Looking at additional ACL injuries, Westermann et al. reported KOOS values six years after meniscal repair with concurrent ACL reconstruction that are comparable to our combined meniscal tear and ACL reconstruction group (KOOS Symptom 85.7, KOOS Pain 94.4, KOOS ADL 98.5, KOOS Sports 90.0, KOOS QOL 78.1).29
We could not show any significant difference regarding the meniscal repair failure rate when comparing the groups of simultaneous and delayed ACL reconstruction. In Majeed et al.’s study the success rate of meniscal repair was found to be significantly better when ACL reconstruction was performed simultaneously with meniscal repair at a mean follow-up of 9 month. They reported a failure rate of 14% after simultaneous ACL reconstruction and 27% after delayed ACL reconstruction (p = 0.0006).30 However, it should be mentioned that in their study the values of each group were related to the totality of all ACL reconstructions and they did not relate the failures to the respective simultaneously or delayed ACL groups.31 Therefore, their statement cannot be compared to our results.
5. Limitations
This retrospective study has some limitations. The most important one is the high rate of loss to follow up. We are aware of this bias, but after a follow-up of at least 12 years we expected a higher rate of loss to follow-up than usual. Additionally, failure-rate was defined as the need for revision surgery and patients haven’t been clinically und functionally evaluated. Therefore, failure rate overall could be underestimated.

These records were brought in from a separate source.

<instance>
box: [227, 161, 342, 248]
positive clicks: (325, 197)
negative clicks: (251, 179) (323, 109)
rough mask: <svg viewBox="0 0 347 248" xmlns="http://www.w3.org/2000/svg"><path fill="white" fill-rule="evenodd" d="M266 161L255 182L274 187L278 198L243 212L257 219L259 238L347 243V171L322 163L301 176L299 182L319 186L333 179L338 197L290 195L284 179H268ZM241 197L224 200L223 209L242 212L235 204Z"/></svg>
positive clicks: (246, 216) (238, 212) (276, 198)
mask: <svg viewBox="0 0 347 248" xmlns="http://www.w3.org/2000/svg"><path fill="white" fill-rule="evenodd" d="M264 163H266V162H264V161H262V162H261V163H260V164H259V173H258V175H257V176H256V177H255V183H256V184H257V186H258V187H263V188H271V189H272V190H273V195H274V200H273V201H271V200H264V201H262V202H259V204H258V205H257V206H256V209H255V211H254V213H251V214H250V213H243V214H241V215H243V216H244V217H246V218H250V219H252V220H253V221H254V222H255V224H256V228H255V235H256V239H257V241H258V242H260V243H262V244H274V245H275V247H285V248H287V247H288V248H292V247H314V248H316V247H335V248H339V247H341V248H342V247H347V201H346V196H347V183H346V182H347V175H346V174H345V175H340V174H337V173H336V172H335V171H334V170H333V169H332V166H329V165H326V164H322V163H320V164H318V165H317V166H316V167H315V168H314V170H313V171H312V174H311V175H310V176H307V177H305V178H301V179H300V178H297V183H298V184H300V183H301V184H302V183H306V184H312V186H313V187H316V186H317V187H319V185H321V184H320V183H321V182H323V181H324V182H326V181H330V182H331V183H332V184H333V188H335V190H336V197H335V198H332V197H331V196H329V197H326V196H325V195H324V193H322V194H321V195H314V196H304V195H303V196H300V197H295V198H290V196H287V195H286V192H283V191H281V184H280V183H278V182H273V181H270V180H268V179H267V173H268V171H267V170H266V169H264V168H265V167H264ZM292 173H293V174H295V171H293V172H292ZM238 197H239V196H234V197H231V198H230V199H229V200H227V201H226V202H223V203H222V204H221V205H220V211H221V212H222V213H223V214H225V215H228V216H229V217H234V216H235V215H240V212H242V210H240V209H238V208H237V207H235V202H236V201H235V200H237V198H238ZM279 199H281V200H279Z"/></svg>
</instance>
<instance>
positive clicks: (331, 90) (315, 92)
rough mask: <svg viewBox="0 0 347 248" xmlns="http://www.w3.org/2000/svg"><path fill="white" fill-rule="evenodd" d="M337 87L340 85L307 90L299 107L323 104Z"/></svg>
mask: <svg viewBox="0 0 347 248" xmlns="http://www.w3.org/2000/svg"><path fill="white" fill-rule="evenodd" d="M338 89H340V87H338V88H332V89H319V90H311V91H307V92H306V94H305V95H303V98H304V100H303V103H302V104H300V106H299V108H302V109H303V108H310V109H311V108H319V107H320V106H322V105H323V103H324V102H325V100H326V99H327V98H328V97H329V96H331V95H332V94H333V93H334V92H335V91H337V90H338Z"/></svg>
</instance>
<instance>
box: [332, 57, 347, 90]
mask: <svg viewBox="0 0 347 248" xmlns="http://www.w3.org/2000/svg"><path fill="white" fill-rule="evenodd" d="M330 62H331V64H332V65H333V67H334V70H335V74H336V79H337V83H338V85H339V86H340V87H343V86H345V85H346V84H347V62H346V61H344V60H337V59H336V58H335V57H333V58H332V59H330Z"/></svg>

The strength of this study is the long period of follow-up with a mean of 155 months that is the longest reported follow-up period after meniscal repair using the FasT-Fix-System. The second longest reported follow-up, to our knowledge, was 9.5 years on average.23
6. Conclusions
To our knowledge this is the longest follow-up reported outcome after meniscal repair using the FasT-Fix System. At more than 12 years' follow-up 73% of the patients had a successful surgery. Only a fourth of the patients underwent a new surgical treatment of the injured meniscus. Functional scores were significantly better with isolated meniscus tears than multiple injured knees on four items of the KOOS scale (pain, symptoms, sport and leisure and quality of life). Both groups showed no difference in the tegner activity score. Women had worse results than men. Playing soccer and performing indoor sports have a tendency of higher failure rates. There were no differences comparing failure rates of simultaneous or delayed ACL-reconstruction.
Conflict of interest
The authors have no conflict of interest.
Footnotes
This study was approved by IRB (No. F-2015-007, Ethikkommission Landesärztekammer Baden-Württemberg, Germany).